— Вот у меня на столе лежат два готовых текста оффенбаховского «Орфея в аду»… В каждом есть свои хорошие и не оч-энь удачные места, но полностью ни один меня не у-дов-лэт-во-ря-ет. Угодно ли вам, молодые люди, попробовать свои силы?
Пошел разговор о стиле вещи, об оперетте, об Оффенбахе, о том, чего нужно добиваться при создании нового текста.
Как раз в это время мы с Адуевым закончили «Прекрасную Елену» для филиала Большого театра. Время было нэповское, все театры, даже сверхакадемические, считали необходимым иметь в репертуаре нечто веселое, шаловливое, легкомысленное, притом в достойном качестве. Текст нашей «Прекрасной Елены» был сделан в традициях комедии масок, на чистейших анахронизмах и отсебятинах — включая прием выпадения персонажа из образа, с яркими и откровенными бросками в современность.
Владимир Иванович захотел для пробы ознакомиться с этим текстом; через несколько дней мы ему прочли пьесу.
Он прослушал со всем вниманием, но особого восторга не выразил. Он сказал примерно так:
— Я отдаю должное и остроумию, и яркости, и качеству стиха и легкости диалога… Но!
Тут следовала небольшая, но содержательная пауза и сакраментальный вопрос:
— Но што жэ вы, молодые люди, собственно говоря, хотели всем этим сказать?

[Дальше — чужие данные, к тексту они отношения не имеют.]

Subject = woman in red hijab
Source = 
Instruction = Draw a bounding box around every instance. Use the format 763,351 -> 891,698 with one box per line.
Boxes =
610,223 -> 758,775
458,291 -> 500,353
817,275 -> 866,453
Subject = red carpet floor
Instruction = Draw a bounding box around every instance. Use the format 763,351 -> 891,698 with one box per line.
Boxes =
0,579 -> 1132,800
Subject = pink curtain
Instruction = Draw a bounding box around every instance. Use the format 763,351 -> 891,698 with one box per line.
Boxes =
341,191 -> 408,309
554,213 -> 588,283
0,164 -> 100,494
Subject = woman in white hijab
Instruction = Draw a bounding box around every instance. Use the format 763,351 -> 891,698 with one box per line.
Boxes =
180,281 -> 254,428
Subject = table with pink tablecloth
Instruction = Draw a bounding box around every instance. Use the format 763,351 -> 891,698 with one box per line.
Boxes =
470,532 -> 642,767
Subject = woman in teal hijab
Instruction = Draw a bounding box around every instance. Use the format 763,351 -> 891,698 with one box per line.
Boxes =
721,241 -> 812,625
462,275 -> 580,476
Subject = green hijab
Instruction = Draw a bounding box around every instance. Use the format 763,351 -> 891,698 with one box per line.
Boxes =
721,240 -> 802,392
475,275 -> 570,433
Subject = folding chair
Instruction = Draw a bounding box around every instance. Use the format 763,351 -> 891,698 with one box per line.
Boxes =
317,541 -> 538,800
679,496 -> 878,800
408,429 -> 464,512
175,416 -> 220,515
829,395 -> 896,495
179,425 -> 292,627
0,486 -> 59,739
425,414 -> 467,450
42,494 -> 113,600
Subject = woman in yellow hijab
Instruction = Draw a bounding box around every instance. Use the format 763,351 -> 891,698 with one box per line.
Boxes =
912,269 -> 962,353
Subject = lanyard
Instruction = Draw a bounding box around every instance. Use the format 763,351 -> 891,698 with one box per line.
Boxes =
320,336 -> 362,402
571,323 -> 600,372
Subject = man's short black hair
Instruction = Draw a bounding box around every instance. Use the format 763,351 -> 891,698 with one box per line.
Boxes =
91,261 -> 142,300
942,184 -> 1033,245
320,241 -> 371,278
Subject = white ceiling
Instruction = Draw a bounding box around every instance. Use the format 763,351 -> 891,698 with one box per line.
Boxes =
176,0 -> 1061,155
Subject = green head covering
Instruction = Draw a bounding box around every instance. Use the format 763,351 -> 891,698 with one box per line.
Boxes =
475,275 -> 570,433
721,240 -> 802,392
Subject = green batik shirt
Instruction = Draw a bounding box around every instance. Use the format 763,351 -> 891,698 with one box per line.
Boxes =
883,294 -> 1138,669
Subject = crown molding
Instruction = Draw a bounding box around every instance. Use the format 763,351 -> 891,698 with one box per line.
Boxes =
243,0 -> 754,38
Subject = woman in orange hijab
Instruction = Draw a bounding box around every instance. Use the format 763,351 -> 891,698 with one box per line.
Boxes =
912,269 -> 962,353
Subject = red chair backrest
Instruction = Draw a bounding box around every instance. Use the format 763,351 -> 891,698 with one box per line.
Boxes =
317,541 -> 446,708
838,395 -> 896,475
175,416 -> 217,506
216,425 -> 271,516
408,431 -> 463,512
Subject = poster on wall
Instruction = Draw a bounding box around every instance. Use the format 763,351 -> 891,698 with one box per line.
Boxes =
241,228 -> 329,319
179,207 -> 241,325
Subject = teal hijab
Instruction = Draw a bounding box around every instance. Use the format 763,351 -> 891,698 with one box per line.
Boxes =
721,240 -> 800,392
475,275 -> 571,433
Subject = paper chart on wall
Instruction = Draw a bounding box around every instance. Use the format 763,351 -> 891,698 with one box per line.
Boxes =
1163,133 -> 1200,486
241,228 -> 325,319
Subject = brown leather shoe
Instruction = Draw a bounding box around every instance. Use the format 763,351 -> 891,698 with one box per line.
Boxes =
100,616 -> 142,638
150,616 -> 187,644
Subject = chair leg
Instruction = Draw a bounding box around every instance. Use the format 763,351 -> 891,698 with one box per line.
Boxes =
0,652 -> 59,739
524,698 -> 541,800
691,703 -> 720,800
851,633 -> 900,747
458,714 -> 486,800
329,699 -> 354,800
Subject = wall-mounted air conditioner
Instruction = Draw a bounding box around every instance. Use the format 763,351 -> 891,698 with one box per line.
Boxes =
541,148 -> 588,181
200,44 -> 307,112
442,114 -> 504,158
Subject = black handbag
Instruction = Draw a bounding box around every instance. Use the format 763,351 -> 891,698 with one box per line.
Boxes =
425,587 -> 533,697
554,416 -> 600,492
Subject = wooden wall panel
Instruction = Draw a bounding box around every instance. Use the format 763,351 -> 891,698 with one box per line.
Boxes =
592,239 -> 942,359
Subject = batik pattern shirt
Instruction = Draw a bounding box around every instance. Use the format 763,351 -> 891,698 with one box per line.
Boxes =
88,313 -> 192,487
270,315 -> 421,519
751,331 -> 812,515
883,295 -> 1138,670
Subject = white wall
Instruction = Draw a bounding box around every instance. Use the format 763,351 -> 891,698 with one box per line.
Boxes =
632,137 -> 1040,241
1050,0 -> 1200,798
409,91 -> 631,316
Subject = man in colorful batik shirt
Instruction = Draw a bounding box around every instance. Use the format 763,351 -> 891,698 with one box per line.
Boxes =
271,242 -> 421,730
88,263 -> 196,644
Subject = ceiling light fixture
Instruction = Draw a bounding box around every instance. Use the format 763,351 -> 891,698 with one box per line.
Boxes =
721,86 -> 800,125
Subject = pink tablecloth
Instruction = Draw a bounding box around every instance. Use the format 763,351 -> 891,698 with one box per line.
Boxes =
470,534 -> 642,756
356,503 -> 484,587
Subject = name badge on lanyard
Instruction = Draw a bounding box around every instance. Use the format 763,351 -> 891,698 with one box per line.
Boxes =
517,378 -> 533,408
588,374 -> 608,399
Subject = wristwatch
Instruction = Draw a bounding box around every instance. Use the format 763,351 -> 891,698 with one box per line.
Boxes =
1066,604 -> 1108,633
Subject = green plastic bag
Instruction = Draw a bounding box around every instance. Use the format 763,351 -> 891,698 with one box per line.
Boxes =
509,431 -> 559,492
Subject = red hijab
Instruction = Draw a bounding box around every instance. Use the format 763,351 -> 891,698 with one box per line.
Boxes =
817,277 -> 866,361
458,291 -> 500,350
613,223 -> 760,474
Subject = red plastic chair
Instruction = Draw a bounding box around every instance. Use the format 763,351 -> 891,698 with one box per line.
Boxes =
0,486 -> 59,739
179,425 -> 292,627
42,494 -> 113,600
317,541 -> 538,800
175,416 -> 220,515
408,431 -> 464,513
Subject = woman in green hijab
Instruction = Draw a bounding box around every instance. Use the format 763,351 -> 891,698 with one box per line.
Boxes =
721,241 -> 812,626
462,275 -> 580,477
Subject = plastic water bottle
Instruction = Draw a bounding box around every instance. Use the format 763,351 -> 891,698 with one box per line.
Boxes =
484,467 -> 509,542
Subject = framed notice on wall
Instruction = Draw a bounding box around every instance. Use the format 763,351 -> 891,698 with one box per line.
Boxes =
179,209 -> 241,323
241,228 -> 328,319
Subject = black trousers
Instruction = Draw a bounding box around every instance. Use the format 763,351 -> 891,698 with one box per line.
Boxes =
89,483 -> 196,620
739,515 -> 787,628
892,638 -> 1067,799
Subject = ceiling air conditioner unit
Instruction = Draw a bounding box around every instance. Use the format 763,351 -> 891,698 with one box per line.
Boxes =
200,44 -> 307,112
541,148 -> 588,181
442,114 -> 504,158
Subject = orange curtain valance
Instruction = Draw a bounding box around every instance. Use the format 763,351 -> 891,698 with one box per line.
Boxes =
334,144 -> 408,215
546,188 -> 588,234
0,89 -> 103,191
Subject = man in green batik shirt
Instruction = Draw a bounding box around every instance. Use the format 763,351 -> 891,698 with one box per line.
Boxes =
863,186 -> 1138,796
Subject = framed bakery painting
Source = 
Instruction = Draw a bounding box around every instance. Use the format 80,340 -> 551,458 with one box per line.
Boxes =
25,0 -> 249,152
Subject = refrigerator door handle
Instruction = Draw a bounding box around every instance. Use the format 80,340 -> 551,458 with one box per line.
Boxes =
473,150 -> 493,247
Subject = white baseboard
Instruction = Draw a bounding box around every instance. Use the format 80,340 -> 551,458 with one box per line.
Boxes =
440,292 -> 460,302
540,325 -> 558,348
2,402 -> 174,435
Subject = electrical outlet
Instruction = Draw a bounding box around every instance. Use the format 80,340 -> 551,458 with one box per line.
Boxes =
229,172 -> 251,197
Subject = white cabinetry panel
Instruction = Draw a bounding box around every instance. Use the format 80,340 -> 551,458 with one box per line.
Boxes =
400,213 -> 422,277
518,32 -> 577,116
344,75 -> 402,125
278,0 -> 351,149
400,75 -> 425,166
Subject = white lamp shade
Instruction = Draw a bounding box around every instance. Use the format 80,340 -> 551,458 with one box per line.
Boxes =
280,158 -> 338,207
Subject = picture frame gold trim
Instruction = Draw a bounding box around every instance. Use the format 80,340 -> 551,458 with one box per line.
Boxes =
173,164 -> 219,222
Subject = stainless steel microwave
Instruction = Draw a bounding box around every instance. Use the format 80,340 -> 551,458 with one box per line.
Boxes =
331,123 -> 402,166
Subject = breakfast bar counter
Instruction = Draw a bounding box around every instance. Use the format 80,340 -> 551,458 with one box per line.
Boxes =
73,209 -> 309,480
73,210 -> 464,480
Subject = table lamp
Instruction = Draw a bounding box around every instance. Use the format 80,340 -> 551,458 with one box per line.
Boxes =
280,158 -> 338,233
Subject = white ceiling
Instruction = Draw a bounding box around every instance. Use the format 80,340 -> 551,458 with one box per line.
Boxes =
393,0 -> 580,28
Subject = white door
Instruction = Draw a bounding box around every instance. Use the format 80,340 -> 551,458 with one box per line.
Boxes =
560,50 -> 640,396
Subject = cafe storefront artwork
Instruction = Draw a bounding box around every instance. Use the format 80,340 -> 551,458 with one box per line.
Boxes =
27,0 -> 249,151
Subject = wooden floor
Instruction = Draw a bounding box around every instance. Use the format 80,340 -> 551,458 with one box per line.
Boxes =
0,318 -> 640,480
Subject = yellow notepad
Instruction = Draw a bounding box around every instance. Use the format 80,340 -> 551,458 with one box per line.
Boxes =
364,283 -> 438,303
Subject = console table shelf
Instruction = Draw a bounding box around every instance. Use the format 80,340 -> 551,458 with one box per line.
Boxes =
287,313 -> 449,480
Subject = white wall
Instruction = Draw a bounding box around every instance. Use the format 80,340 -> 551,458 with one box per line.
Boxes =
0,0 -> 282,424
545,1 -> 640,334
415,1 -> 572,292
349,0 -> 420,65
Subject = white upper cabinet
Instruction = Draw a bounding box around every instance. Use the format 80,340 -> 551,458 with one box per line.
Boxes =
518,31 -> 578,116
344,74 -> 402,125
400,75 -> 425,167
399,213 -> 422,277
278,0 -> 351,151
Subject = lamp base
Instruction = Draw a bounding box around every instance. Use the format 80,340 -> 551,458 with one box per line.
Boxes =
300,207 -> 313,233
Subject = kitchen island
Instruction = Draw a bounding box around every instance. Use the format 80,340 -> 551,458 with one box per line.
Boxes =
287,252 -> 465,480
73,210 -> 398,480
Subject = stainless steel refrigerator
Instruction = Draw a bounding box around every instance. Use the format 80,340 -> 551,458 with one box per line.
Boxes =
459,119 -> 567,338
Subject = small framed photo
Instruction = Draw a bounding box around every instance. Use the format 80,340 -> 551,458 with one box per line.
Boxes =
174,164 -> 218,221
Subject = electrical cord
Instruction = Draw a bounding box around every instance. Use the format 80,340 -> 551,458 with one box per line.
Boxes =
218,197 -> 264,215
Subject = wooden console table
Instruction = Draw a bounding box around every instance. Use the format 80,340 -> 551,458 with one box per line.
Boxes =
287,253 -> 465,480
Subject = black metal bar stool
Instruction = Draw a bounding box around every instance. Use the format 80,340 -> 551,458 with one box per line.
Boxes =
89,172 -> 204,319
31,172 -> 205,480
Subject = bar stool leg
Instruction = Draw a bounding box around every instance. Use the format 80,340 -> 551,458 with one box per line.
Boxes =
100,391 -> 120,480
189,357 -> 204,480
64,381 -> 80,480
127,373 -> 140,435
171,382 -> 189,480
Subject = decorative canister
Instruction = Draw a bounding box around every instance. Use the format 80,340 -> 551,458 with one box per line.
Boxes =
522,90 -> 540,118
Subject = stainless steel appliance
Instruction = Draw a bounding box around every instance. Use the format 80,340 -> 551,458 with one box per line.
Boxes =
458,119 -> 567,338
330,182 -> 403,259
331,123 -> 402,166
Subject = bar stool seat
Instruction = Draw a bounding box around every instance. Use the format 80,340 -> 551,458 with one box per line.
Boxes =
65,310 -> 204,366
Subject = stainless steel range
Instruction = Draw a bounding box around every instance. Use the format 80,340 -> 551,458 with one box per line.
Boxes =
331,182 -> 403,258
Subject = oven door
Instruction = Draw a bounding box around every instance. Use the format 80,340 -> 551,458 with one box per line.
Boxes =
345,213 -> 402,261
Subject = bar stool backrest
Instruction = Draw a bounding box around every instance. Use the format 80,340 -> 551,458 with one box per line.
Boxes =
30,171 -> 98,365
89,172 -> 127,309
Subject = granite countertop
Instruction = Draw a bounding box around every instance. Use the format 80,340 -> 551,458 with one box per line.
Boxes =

Мы отвечали приблизительно так:
— Оффенбах как композитор был головою выше своих либреттистов. Там, где музыка его свежа и обаятельна, либретто, кроме обычного «треугольника» — муж, жена и любовник, ничего в себе не содержит. Зрители видели в Менелае Наполеона Третьего, а в царице Елене императрицу Евгению. Оперетта была злободневна для своего времени. Наша задача сделать ее злободневной для нашего времени.
В ответ на это Владимир Иванович:
— Ну, а чэм жить актеру на сцэне? Ну, а чэм волновать сидяшчих в зрительном зале?
Мы могли только сослаться на то, что «музыка выручит, актерское обаяние также приложится, художник своим чередом проявит себя…»
Немирович опять поутюжил свою бородку:
— Странно… А мне, когда я думаю об этом, приходит в голову совсем другое… Публике все-таки интересно узнать — была на свете, мол, женшчина такой красоты, что из-за нее народы воевали между собой. Это исторично? Исторично! Смэш-но? Смэшно! Интерэсно? Интерэсно! Вот на этом, мне кажется, можно привести к одному знаменателю Гомера и Оффенбаха.
Дальнейшие факты таковы: мы с Адуевым в течение года работали, написали и сдали текст «Орфея», но театр уехал на гастроли за границу, и постановка с нашим текстом и замечательными декорациями художника Ульянова заняла место в ряду «неосуществленных замыслов».
Работа с театром проходила в прекрасных творческих условиях — к нашим услугам были представлены лучшие концертмейстеры Художественного театра: С. И. Бульковштейн и Е. Д. Цертелева. Каждая встреча с ними для нас, молодых поэтов, была как лекция по курсу вокального искусства, мы постигали законы музыкальной речи и стиля исполнения. Несколько труднее было со сдачей материала, особенно музыкального. Владимир Иванович оставлял за собою право быть не только требовательным, но и капризным. Он прочитывал внимательно подтекстовку иной арии или ансамбля и говорил совершенно одобрительно:
— Ну что жэ… Ничэго… Неплохо…
После чего обращался к нам, сиявшим от похвал мастера, и неожиданно заявлял:
— А знаете что? Теперь… Попробуйте по-другому.
— То есть как? Вы же, Владимир Иванович, говорили — хорошо…
— А это ничэго не значит. Вы попробуйте.
— Но как?
— А я сам не знаю. Как-нибудь… С другого края. Другим ходом. В другом плане.
Так создавались три или четыре варианта одного и того же музыкального номера, после чего выяснялось, что лучшим из всех был все-таки первый. Его и утверждали.
Естественно, молодые поэты спрашивали у маститого метра:
— Владимир Иванович, а что же с остальными вариантами?
Владимир Иванович пожимал плечами:
— Ну что жэ… Издержки производства — без этого не бывает!
Встреча Немировича с оффенбаховской Элладой состоялась через несколько лет после этого на материале «Прекрасной Елены» с текстом В. Зака и М. Улицкого. В этом спектакле с достаточной силой и выразительностью проявились удачи и утраты, плюсы и минусы данного творческого метода.
В задачу постановки входило показать действительно то, что имело место с такое-то время, в такой-то стране, при таких-то обстоятельствах.
Музыка Оффенбаха была подана как бы сквозь призму исторических раскопок Шлимана — то есть с максимальным приближением к реальной действительности.